Question

A motor boat whose speed is 18 km/hr in still water takes 1 hr more to go 24 km upstream than to return downstream to the same spot. Find the speed of the stream.

Answer 1

Hint: First of all, let the speed of stream be x. Now, the speed of the boat travelling upstream will be $18 - x$ and the speed of the boat travelling downstream will be $18 + x$. Now, as the time taken by boat travelling upstream is 1 hour more than travelling downstream, form an equation and use the formula $Time = \dfrac{\text{distance}}{\text{speed}}$.

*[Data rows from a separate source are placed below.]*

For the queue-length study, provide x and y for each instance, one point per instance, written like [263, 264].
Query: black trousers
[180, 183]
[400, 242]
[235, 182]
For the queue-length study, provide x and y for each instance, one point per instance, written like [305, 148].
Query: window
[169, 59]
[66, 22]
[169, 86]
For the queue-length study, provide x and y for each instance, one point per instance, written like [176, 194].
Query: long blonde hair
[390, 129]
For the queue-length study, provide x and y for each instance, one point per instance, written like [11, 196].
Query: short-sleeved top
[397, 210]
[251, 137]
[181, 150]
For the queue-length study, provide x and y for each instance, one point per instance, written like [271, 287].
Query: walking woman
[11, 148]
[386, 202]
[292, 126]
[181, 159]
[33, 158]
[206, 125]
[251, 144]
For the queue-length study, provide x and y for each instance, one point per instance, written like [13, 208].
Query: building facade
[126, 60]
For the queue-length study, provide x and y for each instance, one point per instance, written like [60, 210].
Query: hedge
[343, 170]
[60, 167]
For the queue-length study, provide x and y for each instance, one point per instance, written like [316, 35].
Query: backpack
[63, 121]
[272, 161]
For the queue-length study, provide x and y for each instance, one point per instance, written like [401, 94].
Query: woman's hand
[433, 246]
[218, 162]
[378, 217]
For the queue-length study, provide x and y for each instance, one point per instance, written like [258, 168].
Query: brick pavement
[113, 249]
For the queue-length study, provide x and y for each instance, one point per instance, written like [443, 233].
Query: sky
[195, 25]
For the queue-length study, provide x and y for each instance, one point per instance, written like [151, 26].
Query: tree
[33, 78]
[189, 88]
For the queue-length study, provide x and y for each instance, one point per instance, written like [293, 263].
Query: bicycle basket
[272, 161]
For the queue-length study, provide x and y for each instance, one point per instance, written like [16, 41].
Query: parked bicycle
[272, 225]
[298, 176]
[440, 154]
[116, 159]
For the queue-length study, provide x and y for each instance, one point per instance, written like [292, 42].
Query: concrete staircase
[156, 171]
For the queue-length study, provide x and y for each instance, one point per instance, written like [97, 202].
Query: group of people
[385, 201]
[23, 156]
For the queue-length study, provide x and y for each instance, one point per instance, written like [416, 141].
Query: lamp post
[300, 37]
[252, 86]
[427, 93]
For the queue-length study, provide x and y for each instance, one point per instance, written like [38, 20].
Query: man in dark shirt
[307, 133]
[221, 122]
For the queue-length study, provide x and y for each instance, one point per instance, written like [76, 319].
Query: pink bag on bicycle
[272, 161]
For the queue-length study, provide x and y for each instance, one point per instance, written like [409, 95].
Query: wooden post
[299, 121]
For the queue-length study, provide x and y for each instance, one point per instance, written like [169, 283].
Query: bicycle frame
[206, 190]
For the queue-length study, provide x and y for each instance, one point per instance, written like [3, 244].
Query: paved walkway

Complete step-by-step solution:
In this question, we are given that the speed of the boat In still water is 18 km/hr and the time taken by the boat to travel upstream is 1 hour more than travelling downstream. The upstream distance is 24kms. Now, we need to find out the speed of the stream.
Now, let the speed of the stream be x.
So, while travelling upstream, the speed of the boat will reduce due to the speed of the stream. Therefore,
$ \Rightarrow $ Speed of boat travelling upstream $ = $ Speed of boat in still water – Speed of stream
$ \Rightarrow $ Speed of boat travelling upstream $ = 18 - x$
Now, while travelling downstream, the speed of the boat will get a boost due to the speed of the stream flowing downwards too. Therefore,
$ \Rightarrow $ Speed of boat travelling downstream $ = $ Speed of boat in still water + Speed of stream
$ \Rightarrow $ Speed of boat travelling downstream $=18+x$
Now, the boat travels a distance of 24kms upstream, so it will travel a distance of 24kms only while travelling downstream. Therefore,
$ \Rightarrow $ Upstream Distance $ = 24km$
$ \Rightarrow $ Downstream Distance $ = 24km$
Now, it is given that the time taken by boat to travel 24kms upstream is 1 hr more than the time taken by the boat to travel downstream. Therefore,
$ \Rightarrow $ Time taken to travel upstream $ = $ Time taken to travel downstream +1
Now, we know that
$ \Rightarrow Speed = \dfrac{\text{distance}}{\text{time}} \\
   \Rightarrow Time = \dfrac{\text{distance}}{\text{speed}} $
Therefore, using this formula, we get
$\Rightarrow \dfrac{\text{Upstream - distance}}{\text{Upstream - speed}} = \dfrac{\text{Downstream - distance}}{\text{Downstream - speed}} + 1 \\
   \Rightarrow \dfrac{{24}}{{18 - x}} = \dfrac{{24}}{{18 + x}} + 1 $
Taking LCM on the RHS, we get
$ \Rightarrow \dfrac{{24}}{{18 - x}} = \dfrac{{24 + 18 + x}}{{18 + x}} \\
   \Rightarrow \dfrac{{24}}{{18 - x}} = \dfrac{{42 + x}}{{18 + x}}$
Now, cross multiplying, we get
$ \Rightarrow 24\left( {18 + x} \right) = \left( {42 + x} \right)\left( {18 - x} \right) \\
   \Rightarrow 432 + 24x = 756 - 42x + 18x - {x^2} $
Gathering all the like terms, we get
$\Rightarrow {x^2} + 24x + 42x - 18x + 432 - 756 = 0 \\
   \Rightarrow {x^2} + 48x - 324 = 0 $
Now, we are going to solve this equation using the quadratic formula. The quadratic formula is
$ \Rightarrow x = \dfrac{{ - b \pm \sqrt {{b^2} - 4ac} }}{{2a}}$
Here, a = 1, b = 48 and c = -324.
\[ \Rightarrow x = \dfrac{{ - 48 \pm \sqrt {{{48}^2} - 4\left( 1 \right)\left( { - 324} \right)} }}{{2\left( 1 \right)}} \\
   \Rightarrow x = \dfrac{{ - 48 \pm \sqrt {2304 + 1296} }}{2} \\
   \Rightarrow x = \dfrac{{ - 48 \pm \sqrt {3600} }}{2} \\
   \Rightarrow x = \dfrac{{ - 48 \pm 60}}{2} \]
\[ \Rightarrow x = \dfrac{{ - 48 + 60}}{2} \\
   \Rightarrow x = \dfrac{{12}}{2} \\
   \Rightarrow x = 6km/hr \]
OR
\[\Rightarrow x = \dfrac{{ - 48 - 60}}{2} \\
   \Rightarrow x = \dfrac{{ - 108}}{2} \\
   \Rightarrow x = - 54 \]
But, speed cannot be negative, so the speed of the stream will be \[x = 6km/hr\].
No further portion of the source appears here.